Where to see Tasmanian devils around Brisbane
These are some great places where you can see Tasmanian devils in and around Brisbane:
Australia Zoo in Beerwah
Currumbin Wildlife Sanctuary on the Gold Coast
Lone Pine Koala Sanctuary in Fig Tree Pocket
Wildlife HQ at the Big Pineapple near the Sunshine Coast
Fun Tassie devil facts
- Tasmanian devils are the world’s largest carnivorous marsupial.
- Despite looking like a fierce predator, Tassie devils are mainly scavengers, feeding on whatever meat they can find.
- By eating animal carcasses, Tassie devils actually help to keep areas hygienic and free from blowfly maggots.
- Devils can eat up to 10% of their body weight in a day.
- Tassie devils are nocturnal and usually hide in dens during the day.
- Tasmanian devils can roam up to 16km in search of food.
- Young Tasmanian devils can climb trees.
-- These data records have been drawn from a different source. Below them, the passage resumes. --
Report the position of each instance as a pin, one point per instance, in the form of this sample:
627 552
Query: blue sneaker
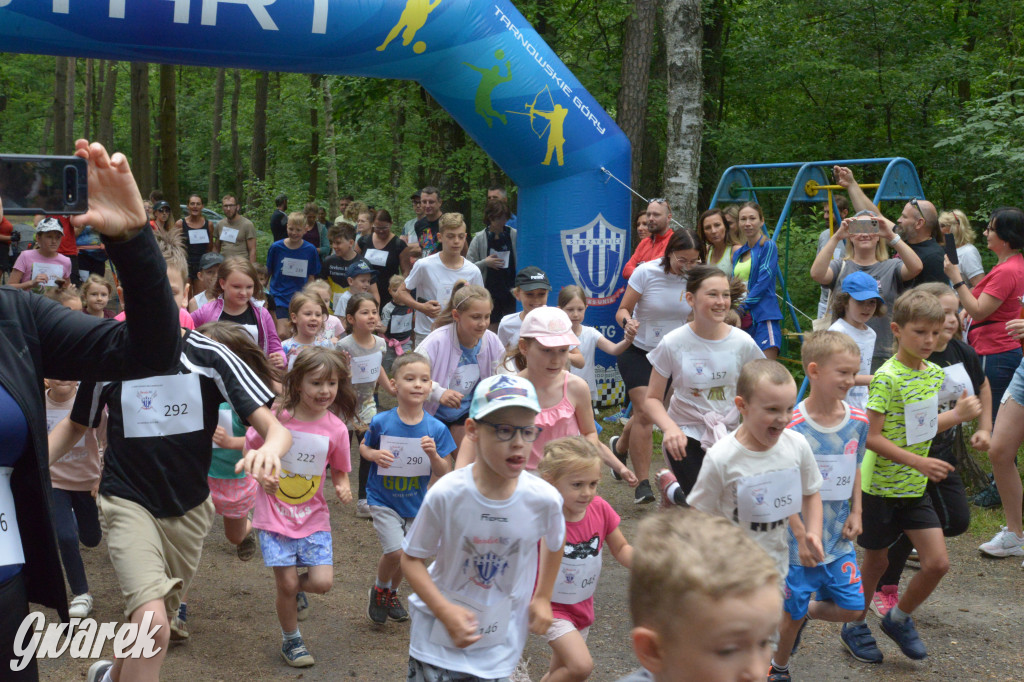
905 635
859 641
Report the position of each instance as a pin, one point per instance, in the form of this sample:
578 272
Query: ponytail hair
463 294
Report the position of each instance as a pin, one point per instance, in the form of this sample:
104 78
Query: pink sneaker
885 599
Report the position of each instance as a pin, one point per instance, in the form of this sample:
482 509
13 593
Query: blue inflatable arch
480 60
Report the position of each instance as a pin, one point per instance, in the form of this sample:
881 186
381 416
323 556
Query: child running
95 295
836 432
483 524
903 414
705 600
963 371
307 312
762 473
408 449
857 301
573 466
572 300
294 520
366 352
531 289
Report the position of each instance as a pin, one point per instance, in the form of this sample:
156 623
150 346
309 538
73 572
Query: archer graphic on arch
554 127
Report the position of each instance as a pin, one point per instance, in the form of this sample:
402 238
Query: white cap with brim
503 390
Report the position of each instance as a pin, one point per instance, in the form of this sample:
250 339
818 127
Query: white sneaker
81 606
1005 543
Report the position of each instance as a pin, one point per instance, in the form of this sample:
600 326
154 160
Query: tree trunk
105 131
141 136
236 155
70 101
314 107
87 99
638 41
213 187
259 127
683 35
169 137
330 150
60 105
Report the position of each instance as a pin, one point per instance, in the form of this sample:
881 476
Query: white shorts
561 627
390 527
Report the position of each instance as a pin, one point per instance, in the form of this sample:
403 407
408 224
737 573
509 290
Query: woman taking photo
866 252
654 303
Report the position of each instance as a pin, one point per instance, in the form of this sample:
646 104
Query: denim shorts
279 550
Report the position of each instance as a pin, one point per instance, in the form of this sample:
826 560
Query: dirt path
974 626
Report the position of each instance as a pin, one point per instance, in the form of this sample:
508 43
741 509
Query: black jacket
40 338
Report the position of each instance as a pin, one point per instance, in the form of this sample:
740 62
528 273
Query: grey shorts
390 527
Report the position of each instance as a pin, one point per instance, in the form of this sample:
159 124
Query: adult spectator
494 252
756 262
498 192
279 220
427 227
918 223
44 339
658 215
409 229
236 233
954 222
866 252
654 303
843 208
995 300
382 250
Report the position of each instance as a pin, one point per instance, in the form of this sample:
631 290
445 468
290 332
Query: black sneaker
378 607
622 458
395 610
643 494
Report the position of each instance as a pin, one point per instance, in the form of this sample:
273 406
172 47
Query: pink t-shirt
582 563
298 509
81 467
29 258
1005 282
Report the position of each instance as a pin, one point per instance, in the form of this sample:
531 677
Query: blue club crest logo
595 254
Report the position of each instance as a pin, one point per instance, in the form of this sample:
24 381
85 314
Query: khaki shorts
154 558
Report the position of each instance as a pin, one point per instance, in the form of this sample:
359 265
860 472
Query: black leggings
949 500
686 469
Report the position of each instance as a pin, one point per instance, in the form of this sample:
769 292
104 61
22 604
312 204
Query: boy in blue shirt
837 433
407 448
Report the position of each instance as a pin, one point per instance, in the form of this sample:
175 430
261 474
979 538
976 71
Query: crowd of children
489 463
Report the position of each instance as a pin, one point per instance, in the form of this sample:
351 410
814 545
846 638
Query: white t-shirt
486 553
663 305
728 463
508 329
433 281
704 373
857 396
588 344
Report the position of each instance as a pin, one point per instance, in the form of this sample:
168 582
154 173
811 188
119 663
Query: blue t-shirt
283 287
15 431
403 495
845 438
460 383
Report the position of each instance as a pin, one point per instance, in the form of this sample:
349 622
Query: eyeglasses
506 432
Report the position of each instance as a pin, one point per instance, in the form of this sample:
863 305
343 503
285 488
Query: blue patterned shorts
314 550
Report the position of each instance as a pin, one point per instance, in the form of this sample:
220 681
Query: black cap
531 278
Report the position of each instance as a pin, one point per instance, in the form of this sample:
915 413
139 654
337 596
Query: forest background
724 81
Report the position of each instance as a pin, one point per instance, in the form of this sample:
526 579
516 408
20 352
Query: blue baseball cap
861 287
360 267
503 390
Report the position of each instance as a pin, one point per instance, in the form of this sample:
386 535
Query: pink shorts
233 498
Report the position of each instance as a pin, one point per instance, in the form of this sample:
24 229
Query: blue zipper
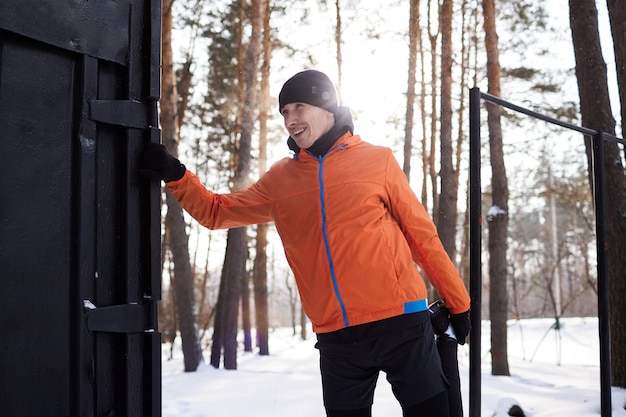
328 254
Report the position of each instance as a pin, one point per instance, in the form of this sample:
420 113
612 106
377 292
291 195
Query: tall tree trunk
237 246
617 17
423 116
498 219
595 107
338 34
446 218
465 59
414 33
174 221
259 274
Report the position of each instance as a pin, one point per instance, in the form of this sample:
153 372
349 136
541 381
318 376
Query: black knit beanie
311 87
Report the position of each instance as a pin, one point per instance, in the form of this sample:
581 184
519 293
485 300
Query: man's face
306 123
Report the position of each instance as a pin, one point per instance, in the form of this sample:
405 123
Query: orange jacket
351 228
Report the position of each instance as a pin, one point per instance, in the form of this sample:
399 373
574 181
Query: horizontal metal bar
581 129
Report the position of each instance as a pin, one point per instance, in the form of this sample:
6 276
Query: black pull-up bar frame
598 137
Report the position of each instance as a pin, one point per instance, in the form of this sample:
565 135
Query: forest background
404 68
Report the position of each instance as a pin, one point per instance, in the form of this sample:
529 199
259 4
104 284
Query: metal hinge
126 113
122 318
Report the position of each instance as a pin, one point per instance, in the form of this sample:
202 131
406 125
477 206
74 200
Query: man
352 232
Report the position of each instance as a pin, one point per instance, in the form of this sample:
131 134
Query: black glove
156 163
439 317
461 326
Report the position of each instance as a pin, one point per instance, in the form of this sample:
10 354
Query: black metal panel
79 229
35 223
96 28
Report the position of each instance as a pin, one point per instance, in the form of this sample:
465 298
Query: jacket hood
343 124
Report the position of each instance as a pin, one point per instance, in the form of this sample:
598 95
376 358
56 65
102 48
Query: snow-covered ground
287 383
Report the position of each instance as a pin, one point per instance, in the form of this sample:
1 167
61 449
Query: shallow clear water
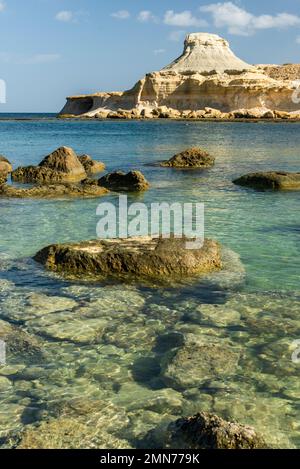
101 344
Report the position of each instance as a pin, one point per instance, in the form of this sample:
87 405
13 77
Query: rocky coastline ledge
208 81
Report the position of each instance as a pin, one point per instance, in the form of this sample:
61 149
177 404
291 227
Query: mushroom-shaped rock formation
190 158
207 74
50 191
62 165
91 166
5 167
204 52
273 180
208 431
134 181
139 258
- Tassie devils do strange ‘yawns’ that look quite fierce but actually usually mean they are stressed or scared.
- Tassie devils make lots of strange sounds, including coughs, growls, snorts, sniffs, screeches and even sneezes, usually to scare off other animals to avoid fights.
- Baby Tasmanian devils are called joeys and live in their mother’s pouch for roughly three months.
- Unlike kangaroos, Tassie devils’ pouches open at the bottom, to keep dirt out as they walk.
- Tassie devils are shy and timid and are not dangerous to people unless attacked or trapped.
- The closest relative of the Tasmanian devil is the quoll.